Whereas 192.168.1.1 is ofcourse just an example and could be any address that is suitable for LAN usage, see RFC1918. I assume this is the a.b.c.d you were talking about.

Ofcourse, the question is why?.

Consider black.jeremybox.com a network address that could be used on a LAN. And saying black or black.jeremybox.com is just another way to say 192.168.1.1

If other machines on the LAN are talking about black.jeremybox.com they should mean 192.168.1.1 just aswell, not 127.0.0.1 or they would be talking about themselves, so to speak.

If you respect that, and put in all the IP addresses and hostnames of the machines on your LAN, it'll make more sense. 

Then you can even copy your /etc/hosts file to all the machines on your LAN, it'll work like a charm (a better way is ofcourse running a DNS server, but that's off topic).

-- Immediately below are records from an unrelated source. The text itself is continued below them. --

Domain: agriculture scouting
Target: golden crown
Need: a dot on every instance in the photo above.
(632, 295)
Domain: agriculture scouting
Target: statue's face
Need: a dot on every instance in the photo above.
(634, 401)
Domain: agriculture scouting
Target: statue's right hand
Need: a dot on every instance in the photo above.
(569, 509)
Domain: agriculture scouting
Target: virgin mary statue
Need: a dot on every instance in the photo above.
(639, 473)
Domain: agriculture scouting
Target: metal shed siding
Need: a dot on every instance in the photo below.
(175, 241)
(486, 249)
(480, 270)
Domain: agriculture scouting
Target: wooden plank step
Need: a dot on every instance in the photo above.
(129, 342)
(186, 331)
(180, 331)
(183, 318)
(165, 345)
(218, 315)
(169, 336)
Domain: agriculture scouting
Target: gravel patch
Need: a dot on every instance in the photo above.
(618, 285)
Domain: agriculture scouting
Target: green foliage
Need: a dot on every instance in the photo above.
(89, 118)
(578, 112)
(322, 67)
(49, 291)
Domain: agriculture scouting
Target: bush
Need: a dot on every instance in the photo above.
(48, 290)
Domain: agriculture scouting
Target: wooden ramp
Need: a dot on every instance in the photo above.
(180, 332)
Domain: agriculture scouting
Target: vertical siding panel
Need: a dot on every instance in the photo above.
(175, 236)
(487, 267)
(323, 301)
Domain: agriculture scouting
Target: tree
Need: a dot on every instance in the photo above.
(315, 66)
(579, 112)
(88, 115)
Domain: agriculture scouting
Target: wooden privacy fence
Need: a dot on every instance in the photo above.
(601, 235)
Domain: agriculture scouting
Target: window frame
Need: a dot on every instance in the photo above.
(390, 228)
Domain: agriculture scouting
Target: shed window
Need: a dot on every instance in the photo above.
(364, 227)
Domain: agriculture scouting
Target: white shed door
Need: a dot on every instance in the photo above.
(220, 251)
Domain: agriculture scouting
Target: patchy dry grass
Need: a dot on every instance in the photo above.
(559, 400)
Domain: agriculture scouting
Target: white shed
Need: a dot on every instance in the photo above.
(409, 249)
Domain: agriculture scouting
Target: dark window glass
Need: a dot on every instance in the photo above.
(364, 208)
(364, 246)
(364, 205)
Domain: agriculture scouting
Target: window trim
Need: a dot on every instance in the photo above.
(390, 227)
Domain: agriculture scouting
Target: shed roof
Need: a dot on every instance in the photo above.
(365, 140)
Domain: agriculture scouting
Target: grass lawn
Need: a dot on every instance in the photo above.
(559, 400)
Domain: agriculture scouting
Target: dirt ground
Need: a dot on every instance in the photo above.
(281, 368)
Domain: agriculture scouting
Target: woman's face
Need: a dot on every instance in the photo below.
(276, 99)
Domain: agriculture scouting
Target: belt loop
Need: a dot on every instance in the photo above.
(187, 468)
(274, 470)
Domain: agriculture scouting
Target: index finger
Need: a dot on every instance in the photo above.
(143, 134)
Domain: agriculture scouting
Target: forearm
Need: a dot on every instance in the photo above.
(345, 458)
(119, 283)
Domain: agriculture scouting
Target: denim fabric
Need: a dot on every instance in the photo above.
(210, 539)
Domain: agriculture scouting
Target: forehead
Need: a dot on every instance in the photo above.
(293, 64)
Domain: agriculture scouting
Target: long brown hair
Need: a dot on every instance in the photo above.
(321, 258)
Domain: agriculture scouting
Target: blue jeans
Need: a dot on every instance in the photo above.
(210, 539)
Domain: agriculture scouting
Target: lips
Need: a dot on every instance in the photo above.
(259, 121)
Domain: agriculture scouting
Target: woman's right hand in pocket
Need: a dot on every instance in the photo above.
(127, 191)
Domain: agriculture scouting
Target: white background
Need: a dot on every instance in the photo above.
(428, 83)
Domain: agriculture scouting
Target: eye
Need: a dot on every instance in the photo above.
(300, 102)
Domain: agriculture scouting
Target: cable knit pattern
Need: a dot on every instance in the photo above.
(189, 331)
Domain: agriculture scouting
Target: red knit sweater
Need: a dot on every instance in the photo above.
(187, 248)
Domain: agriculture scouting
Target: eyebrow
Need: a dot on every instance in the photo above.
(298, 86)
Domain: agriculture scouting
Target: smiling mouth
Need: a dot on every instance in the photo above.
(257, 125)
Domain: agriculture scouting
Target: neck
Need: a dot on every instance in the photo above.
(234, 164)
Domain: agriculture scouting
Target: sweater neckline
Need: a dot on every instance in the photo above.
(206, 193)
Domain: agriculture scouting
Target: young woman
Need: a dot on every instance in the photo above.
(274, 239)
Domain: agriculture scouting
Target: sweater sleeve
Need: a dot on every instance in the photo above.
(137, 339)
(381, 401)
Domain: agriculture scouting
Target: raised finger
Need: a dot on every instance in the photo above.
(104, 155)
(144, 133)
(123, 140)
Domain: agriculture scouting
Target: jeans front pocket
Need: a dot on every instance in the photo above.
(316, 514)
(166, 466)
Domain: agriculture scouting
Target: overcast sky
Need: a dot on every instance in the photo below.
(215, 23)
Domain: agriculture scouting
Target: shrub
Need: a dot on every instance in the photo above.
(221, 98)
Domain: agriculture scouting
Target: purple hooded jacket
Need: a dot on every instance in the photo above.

Ofcourse this makes more sense on a LAN than with a standalone machine (whereas you don't even need a machine/domainname), and ofcourse you're free to do whatever you like, since I don't know of any real issues, although I've read somewhere that it's not recommended to do otherwise (ofcourse I can't find that entry anywhere right now...).

----------

## fragbert

 *Zu` wrote:*   

> If other machines on the LAN are talking about black.jeremybox.com they should mean 192.168.1.1 just aswell, not 127.0.0.1 or they would be talking about themselves, so to speak.
> 
> 

 

OK, but how in the world are they going to use someone else's /etc/hosts file to resolve a name? This is a moot point...

 *Zu` wrote:*   

> If you respect that, and put in all the IP addresses and hostnames of the machines on your LAN, it'll make more sense. 
> 
> Then you can even copy your /etc/hosts file to all the machines on your LAN, it'll work like a charm

 

If you're going to replicate the same hosts file across a LAN (which is not good practice), that may be the one reason to have your hostname point directly to your non-loopback address. Still, there are many situations where this will certainly not work, which you have not addressed:

A) What if the client is using DHCP, which is very widespread? Should he have to change his /etc/hosts file every time his lease is renewed? 

B) What if, for some reason, your interface goes down? Now your hostname resolves to an address with no route to reach it, and many of your services (X, etc) are b0rked.

 *Zu` wrote:*   

> (a better way is ofcourse running a DNS server, but that's off topic).

 

Agreed... It is very easy to set up a local, non-Internet DNS though -- definitely way to go if you have the time.

Michael

----------

## Genone

Question for the OP: is this message from the webserver or from the login prompt on the console ?

----------